A. Preite-Martinez and F. Ochsenbein
C.D.S., 11, rue de l'Université, 67000 Strasbourg, France
We present a compact version of the Guide Star Catalogue (GSC) that can be loaded on disk due to its reduced size (300Mb). The reduction of a factor of 4 in size is obtained coding the original catalogue on 96 bits only per record, without loss of integrity. In this paper we describe the encoding method, the structure of the resulting files, and the very efficient search tool applied to this compact version.

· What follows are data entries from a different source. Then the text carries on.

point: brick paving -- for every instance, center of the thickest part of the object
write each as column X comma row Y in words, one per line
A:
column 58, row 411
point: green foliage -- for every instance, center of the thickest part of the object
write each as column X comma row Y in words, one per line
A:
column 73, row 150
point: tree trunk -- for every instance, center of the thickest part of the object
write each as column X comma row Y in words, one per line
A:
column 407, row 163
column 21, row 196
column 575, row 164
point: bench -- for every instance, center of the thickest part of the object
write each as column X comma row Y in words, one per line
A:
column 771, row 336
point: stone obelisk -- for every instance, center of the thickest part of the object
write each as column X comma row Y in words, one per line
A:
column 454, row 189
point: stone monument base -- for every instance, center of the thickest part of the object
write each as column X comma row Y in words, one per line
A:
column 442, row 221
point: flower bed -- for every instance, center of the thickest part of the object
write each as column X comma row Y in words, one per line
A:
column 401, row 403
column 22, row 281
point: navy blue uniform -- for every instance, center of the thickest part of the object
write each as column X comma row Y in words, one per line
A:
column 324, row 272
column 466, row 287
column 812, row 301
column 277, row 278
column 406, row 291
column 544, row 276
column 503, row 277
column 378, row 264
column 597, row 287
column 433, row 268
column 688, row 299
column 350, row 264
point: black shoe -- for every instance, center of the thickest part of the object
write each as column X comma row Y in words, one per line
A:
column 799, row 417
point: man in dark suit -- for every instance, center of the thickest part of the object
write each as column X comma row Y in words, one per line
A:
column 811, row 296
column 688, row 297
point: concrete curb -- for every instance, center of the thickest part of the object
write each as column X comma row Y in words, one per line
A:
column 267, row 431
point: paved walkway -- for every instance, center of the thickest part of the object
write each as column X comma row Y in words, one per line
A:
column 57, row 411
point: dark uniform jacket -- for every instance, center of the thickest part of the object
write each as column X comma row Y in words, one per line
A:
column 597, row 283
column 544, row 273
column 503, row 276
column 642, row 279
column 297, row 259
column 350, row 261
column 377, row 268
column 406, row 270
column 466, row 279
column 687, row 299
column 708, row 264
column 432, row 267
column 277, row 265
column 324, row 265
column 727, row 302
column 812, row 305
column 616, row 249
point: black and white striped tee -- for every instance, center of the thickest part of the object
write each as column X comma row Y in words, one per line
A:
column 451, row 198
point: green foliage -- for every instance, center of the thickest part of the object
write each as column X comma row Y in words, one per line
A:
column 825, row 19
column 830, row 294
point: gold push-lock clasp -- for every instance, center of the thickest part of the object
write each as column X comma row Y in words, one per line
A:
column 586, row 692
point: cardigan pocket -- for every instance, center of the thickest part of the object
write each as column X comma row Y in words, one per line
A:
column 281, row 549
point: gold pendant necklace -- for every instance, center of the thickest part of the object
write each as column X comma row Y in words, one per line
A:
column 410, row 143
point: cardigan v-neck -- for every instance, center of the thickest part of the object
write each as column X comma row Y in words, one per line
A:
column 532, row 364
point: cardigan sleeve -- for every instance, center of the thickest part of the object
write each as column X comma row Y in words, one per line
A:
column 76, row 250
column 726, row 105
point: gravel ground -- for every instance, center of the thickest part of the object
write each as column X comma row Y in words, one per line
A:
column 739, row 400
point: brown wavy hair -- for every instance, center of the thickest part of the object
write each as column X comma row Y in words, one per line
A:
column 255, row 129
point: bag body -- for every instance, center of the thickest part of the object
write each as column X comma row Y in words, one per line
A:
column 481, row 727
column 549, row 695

The compact GSC v1.1 was installed on the CDS Archive machine (name cdsarc, Internet number 130.79.128.5), a Sun Spark workstation dedicated to archives of astronomical catalogues. A client/server mechanism was also installed. The client program allowing a query from abroad computers is available for distribution.
The first set of CD-ROMs contained the Guide Star Catalog - Version 1, with an issue date of 1 June 1989. The second set of CD-ROMs contains the Version 1.1 of the GSC, with an issue date of 1 August 1992. The Guide Star Catalog (GSC) was prepared by the Space Telescope Science Institute (ST ScI), 3700 San Martin Drive, Baltimore, MD 21218, USA. ST ScI is operated by the Association of Universities for Research in Astronomy, Inc. (AURA), under contract with the National Aeronautics and Space Administration (NASA).
The Guide Star Catalog is subdivided into regions, bounded in right ascension and declination, and which are numbered consecutively from 0001 to 9537. Data for each region are stored as separate files; these files are contained in subdirectories, each of which subtends a 7.5 degree zone of declination.
The Guide Star Catalog is distributed as a two CD-ROM set, divided at a declination of -7.5 degrees. A description file and supporting tables are duplicated on both discs. All data files are in FITS (Flexible Image Transport System) table format.
Directory GSC contains subdirectories for the 7.5 degree zones in declination; these subdirectories in turn contain the GSC region files in FITS format for the respective zone. Additional information on the Guide Star Catalog may be found in comments in the FITS headers of the supporting tables.
(a) reduce the size of the catalogue by a large factor (about 4) without loosing the integrity of the catalogue;
(b) that encoding/decoding procedures for a single GSC region be as fast as possible;
(c) that the process of loading the compressed version on disk and running application tools be machine independent (e.g. to be run both on DEC and SUN stations).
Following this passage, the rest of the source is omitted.